In more formal terms, a strike is a response or outcome variable (sometimes called a dependent variable) recorded as 1 as a strike or 0 as a non-strike.

The first thing to do is to decide what, besides a ball constitutes a non-strike. A hit? Hitting the batter? Maybe the data set already has made that decision for you.

To "predict" a strike, we consider a number of treatment variables (also called independent variable). Home/away, W/L record to date for season, ERA, batter's base on balls, etc. are candidates. There's a host of other variables, some of which might actually show an association, such as the shortstop's batting average, but don't go there without some deep thinking about causal analysis.

Conventionally, the response variable is called Y and the treatments X_i \dots X_n. and the goal is to determine the conditional probability of Y given X_i \dots X_n.
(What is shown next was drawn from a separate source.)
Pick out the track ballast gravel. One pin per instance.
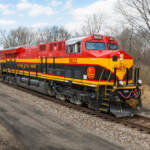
(113, 132)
Let's strikes be Y and the X variables be X1 = ERA, X2 = inning, and X3 = home/away.

```
mod <- glm(Y ~ X1 + X2 + X3, data = YOUR_DATA, family="binomial")
summary(mod)
```

Or, if you've subsetted the data so that it just includes those four variables

```
mod <- glm(Y ~ ., data = YOUR_DATA, family="binomial")
summary(mod)
```

where . is everything else besides Y.

From there it can become tough sledding. As explained here logistic regression doesn't work as expected perhaps coming from linear regression. For example `geom_smooth()`

really wants something continuous to work with.

The first thing to do after downloading is the understand what all the variables measure, whether they are continuous, binary, logical, categorical or, perhaps, just comments. Then comes exploratory data analysis, where well-selected plots can help.

It's hard to suggest more without knowing where you are at in terms of statistical and R experience.